Getting started with Mahti

This is a quick start guide for Mahti users. It is assumed that you have previously used CSC supercomputing resources like Puhti, Sisu or Taito. If not, you can start by looking at overview of CSC supercomputers.

Go to MyCSC to apply for access to Mahti or view your projects and their project numbers if you already have access. You can also use the command csc-projects.

Getting started with Mahti

Connecting to Mahti

Connect using a normal ssh-client:

ssh yourcscusername@mahti.csc.fi

Where yourcscusername is the username you get from CSC.

Module system

Modules are set up in a hierarchical fashion, meaning you need to load a compiler before MPI and other libraries appear. CSC uses the Lmod module system. See more information about modules.
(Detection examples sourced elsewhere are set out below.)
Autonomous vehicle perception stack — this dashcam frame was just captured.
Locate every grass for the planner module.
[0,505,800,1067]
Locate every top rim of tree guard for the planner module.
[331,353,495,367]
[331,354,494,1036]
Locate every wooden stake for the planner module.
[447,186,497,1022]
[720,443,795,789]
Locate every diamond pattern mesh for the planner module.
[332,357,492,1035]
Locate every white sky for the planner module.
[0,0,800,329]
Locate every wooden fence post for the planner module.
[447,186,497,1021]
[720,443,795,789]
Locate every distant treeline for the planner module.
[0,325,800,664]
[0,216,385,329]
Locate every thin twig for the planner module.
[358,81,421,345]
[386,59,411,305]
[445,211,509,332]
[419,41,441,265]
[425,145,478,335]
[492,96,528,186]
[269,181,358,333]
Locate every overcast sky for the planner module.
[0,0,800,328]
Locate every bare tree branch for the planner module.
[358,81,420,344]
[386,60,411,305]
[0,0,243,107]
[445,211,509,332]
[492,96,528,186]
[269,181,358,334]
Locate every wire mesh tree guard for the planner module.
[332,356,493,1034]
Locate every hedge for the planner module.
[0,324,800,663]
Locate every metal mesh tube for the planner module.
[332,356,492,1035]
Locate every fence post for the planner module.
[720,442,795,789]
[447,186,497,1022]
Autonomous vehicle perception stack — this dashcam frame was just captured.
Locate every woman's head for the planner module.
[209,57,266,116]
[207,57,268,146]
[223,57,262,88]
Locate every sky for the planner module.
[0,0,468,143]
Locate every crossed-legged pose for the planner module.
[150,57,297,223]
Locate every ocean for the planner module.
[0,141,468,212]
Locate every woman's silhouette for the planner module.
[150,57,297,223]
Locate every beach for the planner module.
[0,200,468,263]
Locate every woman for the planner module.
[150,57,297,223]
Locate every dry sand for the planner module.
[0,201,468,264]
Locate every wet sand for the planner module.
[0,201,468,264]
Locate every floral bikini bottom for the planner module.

Default modules, which are loaded automatically, are gcc/11.2.0, openmpi/4.1.2 and openblas/0.3.18-omp.

Compilers and MPI

Currently, Mahti has GNU compiler suites (versions 11.2.0, 9.4.0 and 8.5.0), as well as AMD compiler suites. All compiler suites can be used with the mpicc (C), mpicxx (C++), or mpif90 (Fortran) wrappers. We recommend to start with the GNU compiler suite, but for some applications the other suites may provide better performance.

In Mahti, many applications benefit from hybrid MPI/OpenMP parallelization, so it is recommended to build a hybrid version if it is supported by your application.

See more information about compilers.

Note

You need to have the MPI module loaded when submitting your jobs.

High performance libraries

Mahti has several high performance libraries installed, see more information about libraries.

Applications

More information about specific applications can be found here. Note, the pre-installed selection is not as large as on Puhti.

Running jobs

Like Puhti, Mahti uses the Slurm batch job system. A description of the different Slurm partitions can be found here.

Instructions on how to submit jobs can be found here and example batch job scripts are found here.

Performance considerations

In Mahti, many applications benefit from hybrid MPI/OpenMP parallelization, however, the optimum ratio of MPI tasks and OpenMP threads depends a lot on the particular application as well as on particular input dataset. Mahti supports also simultaneous multithreading (SMT), i.e. two threads can be run on the same physical CPU core. Benefits of multithreading depend also on the application, in some cases it improves performance while in some cases performance becomes worse. Binding of threads to CPU cores can also have an impact on performance.

More information about controlling hybrid applications can be found here.

Storage

The project based shared storage can be found under /scratch/<project>. Note that this folder is shared by all users in a project. This folder is not meant for long term data storage and files that have not been used for 180 days will be automatically removed. Note that this policy is currently implemented only on Puhti.

The default quota for this folder is 1 TB. There is also a persistent project based storage with a default quota of 50 GB. It is located under /projappl/<project>. Each user can store up to 10 GB of data in their home directory ($HOME).

The disk areas for different supercomputers are separate, i.e. home, projappl and scratch in Puhti cannot be directly accessed from Mahti.

You can check your current disk usage with csc-workspaces. More detailed information about storage can be found here and a guideline on managing data on the /scratch disk here. See also the LUE tool for efficiently querying how much data/files you have in a directory.

Moving data between Mahti and Puhti

Data can be moved between supercomputers via Allas by first uploading the data from one supercomputer and then downloading it to the other. This is the recommended approach if the data should also be preserved for a longer time.

Data can also be moved directly between the supercomputers with the rsync command. For example, in order to copy my_results (which can be either a file or a directory) from Puhti to the directory /scratch/project_2002291 in Mahti, one can issue in Puhti the command:

rsync -azP my_results <username>@mahti.csc.fi:/scratch/project_2002291

See Using rsync for more detailed instructions for rsync.

How Mahti and Puhti differ?

If you are new to supercomputers, or the details below are unfamiliar, you likely should start with Puhti and some introductory tutorials first. In a nutshell, Mahti is meant for large parallel jobs, and Puhti for a wide variety of small to medium sized jobs including special resources.

Resource	Mahti	Puhti
Resources are granted	By full nodes	By finer detail (cores/memory/...)
Minimum job size	128 cores (1 node)	1 core (1/40 node)
Maxmimum job size (cores)	200 nodes* (25600)	26 nodes (1040)
Memory per node (average per core)	245 GB (2 GB)	192 - 1500 GB (4 - 37 GB)
GPUs	NVIDIA A100	NVIDIA V100
Fast local disk	(only on GPU nodes)	yes (NMVe)
Preinstalled applications	~30	~120

*and even more via Grand Challenge calls.